PHP crawl Taobao store grade, rating ____php

Source: Internet
Author: User

To crawl Taobao store content can only be passed over the Taobao URL to crawl. So we need to have a URL first.


After you have the URL, you can start to crawl work. According to the URL of the domain name different need to divide the URL into two parts, one is Taobao shop, one is the shop of the cat. Intercept the domain name of the URL here is not said, we will not be their own Baidu. This is because Taobao and the cat shop DOM structure is not the same.


First of all, the simple day cat.


The day Cat shop rank in a class name is tm-shiop-age-content, therefore uses the Phpquery PQ ('. Tm-shiop-age-content ')->text () can directly obtain the day cat shop the rank.


Then there is the grading of the store.


The day Cat store score is in a class for Main-info Div, so it is also the direct PQ ('. Main-info ')->text () on it, the returned data will be "description 4.8 Service 4.7 Logistics 4.7" such data.


Below said the more troublesome Taobao.

First of all Taobao shop level divided into a variety of, such as crown, diamond and so on, and these levels in front of the number. First look at Taobao store level can be found on the page where to find:


Level information here, the first and third classes are fixed, and the second class, which is in the form of tb-rank-xxx, is the corresponding relationship:

Crown: Golden Crown

Cap: Crown

Blue: Diamond

Red: Hearts


So we have to according to the different values of this class to get the level of Taobao store.

PQ ('. Shop-rank. Rank-icon-v2 ')->attr (' class '), we take the value of this class first. Note that from its upper level, Shiop-rank, because the business shop level on the page appeared two times, and we only need one is enough.

The next step is to get the number before this level.


The number of I in this a label corresponds to the number of the corresponding rank. So let's get the I tag in the a tag too: PQ ('. Shop-rank. Rank-icon-v2 ')->html ().

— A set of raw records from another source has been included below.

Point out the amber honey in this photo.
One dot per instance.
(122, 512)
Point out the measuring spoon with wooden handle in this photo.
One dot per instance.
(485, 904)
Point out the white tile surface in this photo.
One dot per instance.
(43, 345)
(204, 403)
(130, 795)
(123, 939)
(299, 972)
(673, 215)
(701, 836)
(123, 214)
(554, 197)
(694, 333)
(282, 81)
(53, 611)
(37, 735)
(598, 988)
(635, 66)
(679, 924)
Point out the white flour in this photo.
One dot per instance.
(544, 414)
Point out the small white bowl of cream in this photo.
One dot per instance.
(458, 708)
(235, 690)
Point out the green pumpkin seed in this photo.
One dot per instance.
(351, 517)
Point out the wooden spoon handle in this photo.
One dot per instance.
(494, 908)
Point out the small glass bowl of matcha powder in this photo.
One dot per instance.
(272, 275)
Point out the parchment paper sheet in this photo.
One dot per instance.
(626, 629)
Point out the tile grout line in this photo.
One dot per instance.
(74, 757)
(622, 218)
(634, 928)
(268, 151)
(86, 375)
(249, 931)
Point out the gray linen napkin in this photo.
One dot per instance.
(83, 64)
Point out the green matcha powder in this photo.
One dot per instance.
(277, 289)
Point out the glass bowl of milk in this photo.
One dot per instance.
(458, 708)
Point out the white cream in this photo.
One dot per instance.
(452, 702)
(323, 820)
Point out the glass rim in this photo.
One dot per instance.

With these two things we're OK, write a function to handle both, and return the value of the store level that we can read:


Trimall function is to replace the crawl to the space in the HTML page, my previous crawl Baidu data blog has this function, here will not be posted again.

And finally we'll get this data: 5 crowns.


Then is to grab Taobao store rating.


Taobao Store rating in a class of MINI-DSR a label, we directly get the text of this tag: PQ ('. MINI-DSR ')->text ().

Crawl down will find that become garbled. This is because the page code taobao is GBK, and phpquery only know GBK2312 do not know GBK, will help us automatically converted to iso-8859-1 encoding, so also need to talk about the data capture to convert the code.

First convert the data to UTF8, and then transfer GBK2312 OK. $str = mb_convert_encoding ($str, ' iso-8859-1 ', ' utf-8 ');

$str = mb_convert_encoding ($str, ' utf-8 ', ' GBK ');

So we get the same grading data as the cat above.


This is the way I crawl and the problems encountered, welcome other small partners have a better way to discuss together.

Contact Us

The content source of this page is from Internet, which doesn't represent Alibaba Cloud's opinion; products and services mentioned on that page don't have any relationship with Alibaba Cloud. If the content of the page makes you feel confusing, please write us an email, we will handle the problem within 5 days after receiving your email.

If you find any instances of plagiarism from the community, please send an email to: info-contact@alibabacloud.com and provide relevant evidence. A staff member will contact you within 5 working days.

A Free Trial That Lets You Build Big!

Start building with 50+ products and up to 12 months usage for Elastic Compute Service

  • Sales Support

    1 on 1 presale consultation

  • After-Sales Support

    24/7 Technical Support 6 Free Tickets per Quarter Faster Response

  • Alibaba Cloud offers highly flexible support services tailored to meet your exact needs.